Arguably, no one had ever seen a win like that before, either. With Kentucky coach Joker Phillips' job potentially hanging in the balance, the Wildcats beat the Vols with 15 passing yards, 217 total yards, 10 first downs and four third-down conversions. Matt Roark, a Wildcat wide receiver turned quarterback for the day, was the hero.
Back in Knoxville, Dooley was the goat. As much as Kentucky's win over Tennessee cooled Phillips' hot seat, it turned up the flame under Dooley's.
When the UT coach steps to the podium for today's final session of SEC Media Days, the lingering effects will be felt. Just as media members asked Phillips about the win on Wednesday, they will ask Dooley about the loss today.
Remembering back to the game, Kentucky center Matt Smith, a Bluegrass State native, described the redemption that came with the streak-snapping win. He said it lifted "such a burden" off the program.
The Vols were playing for a bowl bid. The Wildcats had the nation's longest losing streak to a single opponent darkening the sky over Commonwealth Stadium. The Vols were trying to avoid back-to-back losing seasons for the first time 1910-11.
And with all that, Kentucky won the day.
"We had the whole state behind us," Smith said.
Tennessee and Kentucky will meet again in the 2012 season finale. This time at Neyland Stadium on Nov. 27.
Both coaches' seats may still be warm, but the streak won't be the storyline. Instead, the Wildcats are hoping a rivalry is brewing.
"The more hyped the game, the better," Ukwu said.
Here Come The Vols: Two days and thousands of interviews later, Tennessee is ready to take center stage at the Wynfrey Hotel.
In his third appearance at the league's public relations circus, Dooley will face hundreds of media members and countless questions related to his job security this morning.

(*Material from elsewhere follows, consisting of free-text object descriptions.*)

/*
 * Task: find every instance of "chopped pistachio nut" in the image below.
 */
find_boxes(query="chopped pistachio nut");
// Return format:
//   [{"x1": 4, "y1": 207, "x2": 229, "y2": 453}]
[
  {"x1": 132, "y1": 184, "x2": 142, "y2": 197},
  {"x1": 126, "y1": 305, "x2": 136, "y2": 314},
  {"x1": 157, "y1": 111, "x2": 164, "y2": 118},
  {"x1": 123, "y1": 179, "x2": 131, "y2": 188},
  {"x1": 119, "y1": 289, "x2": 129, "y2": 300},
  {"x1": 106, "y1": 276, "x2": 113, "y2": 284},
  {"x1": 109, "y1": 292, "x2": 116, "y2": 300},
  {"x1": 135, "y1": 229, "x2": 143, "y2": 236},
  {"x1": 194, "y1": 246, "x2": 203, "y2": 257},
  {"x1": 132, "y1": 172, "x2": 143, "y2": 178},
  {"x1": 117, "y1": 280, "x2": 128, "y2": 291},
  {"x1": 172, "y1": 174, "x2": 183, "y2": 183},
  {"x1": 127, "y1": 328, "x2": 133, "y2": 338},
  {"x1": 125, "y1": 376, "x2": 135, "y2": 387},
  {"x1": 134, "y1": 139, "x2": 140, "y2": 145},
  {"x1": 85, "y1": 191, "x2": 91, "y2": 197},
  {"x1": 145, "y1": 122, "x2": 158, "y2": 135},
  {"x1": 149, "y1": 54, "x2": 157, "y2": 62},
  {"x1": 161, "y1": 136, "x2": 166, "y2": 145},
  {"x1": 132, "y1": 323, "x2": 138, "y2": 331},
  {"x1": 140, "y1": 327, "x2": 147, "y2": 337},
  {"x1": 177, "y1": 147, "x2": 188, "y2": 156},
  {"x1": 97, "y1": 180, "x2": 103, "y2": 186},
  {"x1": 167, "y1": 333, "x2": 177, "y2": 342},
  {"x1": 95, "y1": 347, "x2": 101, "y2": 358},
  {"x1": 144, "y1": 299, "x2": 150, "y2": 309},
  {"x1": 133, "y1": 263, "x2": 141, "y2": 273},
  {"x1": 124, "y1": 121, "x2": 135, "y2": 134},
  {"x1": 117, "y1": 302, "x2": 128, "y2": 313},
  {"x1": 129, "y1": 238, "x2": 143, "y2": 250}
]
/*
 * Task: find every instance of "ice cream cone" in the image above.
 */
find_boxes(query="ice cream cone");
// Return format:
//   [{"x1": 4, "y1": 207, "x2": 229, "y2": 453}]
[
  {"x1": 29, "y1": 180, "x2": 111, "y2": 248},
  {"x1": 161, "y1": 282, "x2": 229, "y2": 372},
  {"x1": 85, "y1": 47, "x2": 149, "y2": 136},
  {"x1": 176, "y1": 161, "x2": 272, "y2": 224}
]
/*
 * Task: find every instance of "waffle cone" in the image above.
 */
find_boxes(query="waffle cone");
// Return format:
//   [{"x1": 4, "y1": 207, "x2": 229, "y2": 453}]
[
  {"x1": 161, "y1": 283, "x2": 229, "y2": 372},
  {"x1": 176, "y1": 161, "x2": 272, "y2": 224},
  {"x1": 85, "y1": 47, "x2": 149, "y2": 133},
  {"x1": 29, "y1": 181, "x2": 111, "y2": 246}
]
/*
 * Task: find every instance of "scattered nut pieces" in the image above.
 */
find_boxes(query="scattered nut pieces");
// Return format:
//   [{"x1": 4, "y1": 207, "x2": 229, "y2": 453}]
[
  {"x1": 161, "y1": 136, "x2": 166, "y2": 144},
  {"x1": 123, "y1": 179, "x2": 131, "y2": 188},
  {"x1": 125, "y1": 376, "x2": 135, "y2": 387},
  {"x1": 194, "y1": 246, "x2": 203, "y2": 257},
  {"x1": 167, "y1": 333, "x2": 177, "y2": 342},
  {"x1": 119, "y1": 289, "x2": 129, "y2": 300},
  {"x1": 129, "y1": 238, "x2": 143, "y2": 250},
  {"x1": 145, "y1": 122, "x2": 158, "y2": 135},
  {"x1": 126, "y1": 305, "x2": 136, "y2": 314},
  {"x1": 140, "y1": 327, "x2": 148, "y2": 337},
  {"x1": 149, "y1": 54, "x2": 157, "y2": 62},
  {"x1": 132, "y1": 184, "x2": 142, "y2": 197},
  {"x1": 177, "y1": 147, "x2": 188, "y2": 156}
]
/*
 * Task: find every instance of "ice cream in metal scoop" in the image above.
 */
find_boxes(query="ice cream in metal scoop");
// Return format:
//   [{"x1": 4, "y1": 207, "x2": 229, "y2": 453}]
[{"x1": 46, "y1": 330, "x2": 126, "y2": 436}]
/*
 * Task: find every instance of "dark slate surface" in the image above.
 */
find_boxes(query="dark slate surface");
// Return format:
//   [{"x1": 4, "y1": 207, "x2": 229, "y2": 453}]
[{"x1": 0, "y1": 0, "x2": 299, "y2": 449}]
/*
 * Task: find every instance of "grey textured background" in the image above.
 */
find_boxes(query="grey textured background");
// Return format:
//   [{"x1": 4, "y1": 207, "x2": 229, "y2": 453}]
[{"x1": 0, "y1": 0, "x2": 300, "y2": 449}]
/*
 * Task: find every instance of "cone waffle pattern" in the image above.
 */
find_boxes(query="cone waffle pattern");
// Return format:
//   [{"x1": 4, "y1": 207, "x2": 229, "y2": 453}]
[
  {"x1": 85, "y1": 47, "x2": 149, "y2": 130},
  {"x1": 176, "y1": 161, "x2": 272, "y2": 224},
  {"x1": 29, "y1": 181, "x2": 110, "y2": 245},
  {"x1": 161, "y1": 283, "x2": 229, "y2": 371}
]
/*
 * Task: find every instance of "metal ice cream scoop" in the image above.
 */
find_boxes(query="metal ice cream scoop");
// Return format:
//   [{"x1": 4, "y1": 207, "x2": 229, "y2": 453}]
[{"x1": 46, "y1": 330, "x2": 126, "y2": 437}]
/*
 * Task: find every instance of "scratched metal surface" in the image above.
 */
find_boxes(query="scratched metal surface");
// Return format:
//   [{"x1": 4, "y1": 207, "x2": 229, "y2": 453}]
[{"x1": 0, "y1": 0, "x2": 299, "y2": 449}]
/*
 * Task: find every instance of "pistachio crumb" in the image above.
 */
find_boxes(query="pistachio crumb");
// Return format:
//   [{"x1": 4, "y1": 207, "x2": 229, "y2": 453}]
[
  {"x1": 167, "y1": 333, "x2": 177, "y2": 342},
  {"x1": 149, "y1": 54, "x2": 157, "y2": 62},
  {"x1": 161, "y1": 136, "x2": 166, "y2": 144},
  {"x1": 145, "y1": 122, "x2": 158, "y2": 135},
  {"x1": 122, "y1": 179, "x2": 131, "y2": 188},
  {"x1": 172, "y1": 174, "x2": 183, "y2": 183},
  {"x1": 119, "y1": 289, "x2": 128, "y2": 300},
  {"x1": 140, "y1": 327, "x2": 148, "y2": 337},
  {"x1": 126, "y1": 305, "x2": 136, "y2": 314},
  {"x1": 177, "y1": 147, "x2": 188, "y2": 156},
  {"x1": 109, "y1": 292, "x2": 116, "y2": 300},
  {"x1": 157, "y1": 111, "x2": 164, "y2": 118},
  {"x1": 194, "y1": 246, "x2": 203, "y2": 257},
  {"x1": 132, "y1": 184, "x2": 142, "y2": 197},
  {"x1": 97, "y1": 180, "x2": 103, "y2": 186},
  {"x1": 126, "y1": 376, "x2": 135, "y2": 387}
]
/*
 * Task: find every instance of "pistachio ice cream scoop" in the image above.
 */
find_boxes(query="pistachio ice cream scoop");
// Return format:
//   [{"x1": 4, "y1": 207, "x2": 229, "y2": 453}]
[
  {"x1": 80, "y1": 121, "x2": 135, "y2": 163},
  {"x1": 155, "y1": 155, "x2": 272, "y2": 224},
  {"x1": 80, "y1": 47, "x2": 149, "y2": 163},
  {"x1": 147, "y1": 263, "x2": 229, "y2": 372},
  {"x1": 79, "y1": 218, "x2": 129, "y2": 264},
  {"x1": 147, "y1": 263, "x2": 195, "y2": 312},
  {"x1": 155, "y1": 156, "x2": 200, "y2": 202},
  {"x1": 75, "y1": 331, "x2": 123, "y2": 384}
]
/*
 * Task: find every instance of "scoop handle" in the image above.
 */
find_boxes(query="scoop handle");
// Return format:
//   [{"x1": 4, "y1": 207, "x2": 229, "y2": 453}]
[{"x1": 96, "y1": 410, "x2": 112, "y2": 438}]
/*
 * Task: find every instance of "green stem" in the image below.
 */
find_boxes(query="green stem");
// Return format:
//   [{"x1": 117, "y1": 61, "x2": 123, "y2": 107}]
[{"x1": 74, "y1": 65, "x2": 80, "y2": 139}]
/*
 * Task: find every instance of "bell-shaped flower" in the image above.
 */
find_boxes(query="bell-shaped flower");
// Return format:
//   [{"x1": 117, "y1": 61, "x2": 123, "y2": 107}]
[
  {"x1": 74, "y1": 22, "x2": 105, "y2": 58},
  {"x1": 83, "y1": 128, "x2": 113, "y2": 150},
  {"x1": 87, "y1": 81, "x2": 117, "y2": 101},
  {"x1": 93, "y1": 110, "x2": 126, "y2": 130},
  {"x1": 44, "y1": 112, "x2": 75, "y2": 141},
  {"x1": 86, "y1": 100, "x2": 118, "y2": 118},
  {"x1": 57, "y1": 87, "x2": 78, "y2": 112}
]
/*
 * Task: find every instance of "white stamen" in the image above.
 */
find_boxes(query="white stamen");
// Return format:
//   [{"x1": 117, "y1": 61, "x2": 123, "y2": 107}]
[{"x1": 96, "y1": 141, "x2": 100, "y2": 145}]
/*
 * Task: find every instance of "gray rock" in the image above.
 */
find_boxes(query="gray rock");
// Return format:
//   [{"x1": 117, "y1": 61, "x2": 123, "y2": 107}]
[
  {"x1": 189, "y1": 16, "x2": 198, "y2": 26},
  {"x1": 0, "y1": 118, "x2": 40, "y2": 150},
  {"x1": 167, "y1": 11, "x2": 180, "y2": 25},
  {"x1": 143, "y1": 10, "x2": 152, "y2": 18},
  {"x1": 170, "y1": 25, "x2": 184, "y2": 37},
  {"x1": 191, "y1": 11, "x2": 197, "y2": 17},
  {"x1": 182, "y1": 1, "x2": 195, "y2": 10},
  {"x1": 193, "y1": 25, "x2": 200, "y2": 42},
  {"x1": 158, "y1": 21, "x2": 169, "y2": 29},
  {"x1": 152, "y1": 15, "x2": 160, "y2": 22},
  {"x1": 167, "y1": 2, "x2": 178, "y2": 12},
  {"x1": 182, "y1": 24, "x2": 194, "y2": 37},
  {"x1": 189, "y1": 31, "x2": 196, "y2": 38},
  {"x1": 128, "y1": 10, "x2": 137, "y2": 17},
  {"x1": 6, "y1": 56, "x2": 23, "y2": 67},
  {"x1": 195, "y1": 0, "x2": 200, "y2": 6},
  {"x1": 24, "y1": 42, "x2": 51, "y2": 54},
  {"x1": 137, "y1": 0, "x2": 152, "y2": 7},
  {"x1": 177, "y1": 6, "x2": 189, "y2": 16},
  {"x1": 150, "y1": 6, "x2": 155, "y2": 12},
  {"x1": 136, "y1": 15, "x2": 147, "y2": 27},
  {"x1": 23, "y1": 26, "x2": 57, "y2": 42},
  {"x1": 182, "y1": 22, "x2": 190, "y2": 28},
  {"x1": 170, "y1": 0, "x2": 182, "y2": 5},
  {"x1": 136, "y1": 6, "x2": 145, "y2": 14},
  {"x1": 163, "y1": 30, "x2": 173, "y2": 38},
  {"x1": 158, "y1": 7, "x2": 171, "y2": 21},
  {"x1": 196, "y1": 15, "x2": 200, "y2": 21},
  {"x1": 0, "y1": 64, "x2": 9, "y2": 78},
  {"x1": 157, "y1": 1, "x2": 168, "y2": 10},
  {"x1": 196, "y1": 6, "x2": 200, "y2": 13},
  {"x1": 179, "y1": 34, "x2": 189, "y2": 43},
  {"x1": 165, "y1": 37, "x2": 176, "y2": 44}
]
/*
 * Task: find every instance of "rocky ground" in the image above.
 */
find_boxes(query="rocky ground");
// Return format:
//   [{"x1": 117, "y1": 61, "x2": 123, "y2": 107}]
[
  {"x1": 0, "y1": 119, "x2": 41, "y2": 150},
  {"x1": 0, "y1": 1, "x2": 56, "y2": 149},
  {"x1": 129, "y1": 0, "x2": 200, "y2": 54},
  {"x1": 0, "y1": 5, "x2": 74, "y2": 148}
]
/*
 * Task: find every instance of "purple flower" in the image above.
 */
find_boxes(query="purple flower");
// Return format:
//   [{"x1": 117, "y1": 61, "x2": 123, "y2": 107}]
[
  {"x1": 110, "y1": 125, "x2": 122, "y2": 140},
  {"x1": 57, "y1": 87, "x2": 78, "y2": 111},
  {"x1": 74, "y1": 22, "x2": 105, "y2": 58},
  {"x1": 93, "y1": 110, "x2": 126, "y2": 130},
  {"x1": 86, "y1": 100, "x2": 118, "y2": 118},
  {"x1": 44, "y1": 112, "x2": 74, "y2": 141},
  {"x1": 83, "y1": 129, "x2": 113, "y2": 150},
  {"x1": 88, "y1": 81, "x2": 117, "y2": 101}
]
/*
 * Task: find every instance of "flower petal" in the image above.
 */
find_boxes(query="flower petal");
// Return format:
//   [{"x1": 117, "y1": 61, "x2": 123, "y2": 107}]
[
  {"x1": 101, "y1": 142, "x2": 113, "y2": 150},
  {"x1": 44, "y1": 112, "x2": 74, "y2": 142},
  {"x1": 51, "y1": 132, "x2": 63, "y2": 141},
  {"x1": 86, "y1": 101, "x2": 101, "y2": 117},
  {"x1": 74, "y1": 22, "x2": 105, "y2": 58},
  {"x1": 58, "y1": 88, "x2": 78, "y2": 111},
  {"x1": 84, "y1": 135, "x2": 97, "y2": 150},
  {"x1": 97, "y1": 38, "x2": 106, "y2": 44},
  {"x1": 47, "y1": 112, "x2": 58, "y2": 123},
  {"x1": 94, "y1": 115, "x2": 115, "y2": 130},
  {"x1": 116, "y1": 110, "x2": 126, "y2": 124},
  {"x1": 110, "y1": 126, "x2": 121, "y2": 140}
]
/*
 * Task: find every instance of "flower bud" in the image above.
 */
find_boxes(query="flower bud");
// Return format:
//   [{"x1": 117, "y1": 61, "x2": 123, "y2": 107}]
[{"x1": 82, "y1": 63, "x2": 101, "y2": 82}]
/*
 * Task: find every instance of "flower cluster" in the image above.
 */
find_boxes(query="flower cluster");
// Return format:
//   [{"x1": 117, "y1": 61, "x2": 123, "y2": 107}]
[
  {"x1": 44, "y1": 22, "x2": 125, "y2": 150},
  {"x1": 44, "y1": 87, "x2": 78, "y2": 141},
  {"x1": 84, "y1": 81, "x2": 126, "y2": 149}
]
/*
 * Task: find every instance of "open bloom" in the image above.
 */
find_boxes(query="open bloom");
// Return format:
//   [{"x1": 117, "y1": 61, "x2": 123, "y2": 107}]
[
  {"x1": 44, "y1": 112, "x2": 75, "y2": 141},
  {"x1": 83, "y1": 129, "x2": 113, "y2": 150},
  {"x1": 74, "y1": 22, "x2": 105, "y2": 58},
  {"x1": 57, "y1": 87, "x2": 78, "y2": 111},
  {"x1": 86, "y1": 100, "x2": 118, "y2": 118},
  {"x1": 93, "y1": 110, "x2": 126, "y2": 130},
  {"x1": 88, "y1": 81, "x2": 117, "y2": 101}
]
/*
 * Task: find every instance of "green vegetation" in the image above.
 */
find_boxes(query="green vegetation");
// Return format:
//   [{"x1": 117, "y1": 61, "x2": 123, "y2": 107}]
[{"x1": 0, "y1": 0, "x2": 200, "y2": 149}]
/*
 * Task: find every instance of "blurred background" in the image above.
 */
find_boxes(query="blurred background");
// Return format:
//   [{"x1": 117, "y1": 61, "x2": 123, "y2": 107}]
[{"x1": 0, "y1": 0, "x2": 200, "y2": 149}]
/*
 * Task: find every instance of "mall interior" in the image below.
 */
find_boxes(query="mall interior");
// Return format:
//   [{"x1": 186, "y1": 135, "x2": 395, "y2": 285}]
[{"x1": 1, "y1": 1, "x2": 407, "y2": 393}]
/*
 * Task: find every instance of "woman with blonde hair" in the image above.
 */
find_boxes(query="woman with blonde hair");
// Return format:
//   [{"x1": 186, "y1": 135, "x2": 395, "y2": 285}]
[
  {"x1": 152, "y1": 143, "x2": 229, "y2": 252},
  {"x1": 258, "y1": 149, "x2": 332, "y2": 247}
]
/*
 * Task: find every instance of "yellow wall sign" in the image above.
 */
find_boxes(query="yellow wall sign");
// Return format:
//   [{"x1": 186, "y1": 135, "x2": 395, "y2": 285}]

He'll step up to the podium at 9:40 a.m. (TV: ESPNU) after meeting with Knoxville-based media outlets early in the morning.
Quarterback Tyler Bray, linebacker Herman Lathers and offensive lineman Ja'Wuan James will represent the Vols. Like Dooley, all three will run the gauntlet of interviews with print, online, television and radio reporters from national and local media outlets for nearly three hours.
Dooley's time in the main media ballroom will begin immediately following Alabama's time on the clock.
Watching Bray: Bray will speak to the media as a member of three national award watch lists. The junior added the Davey O'Brien National Quarterback of the Year Award to his collection of preseason accolades.
Bray, who was left off all three of the preseason All-SEC coaches' teams, has been named to the Manning Award Watch and Maxwell Award watch lists. He's one of 34 quarterbacks on the Davey O'Brien watch list.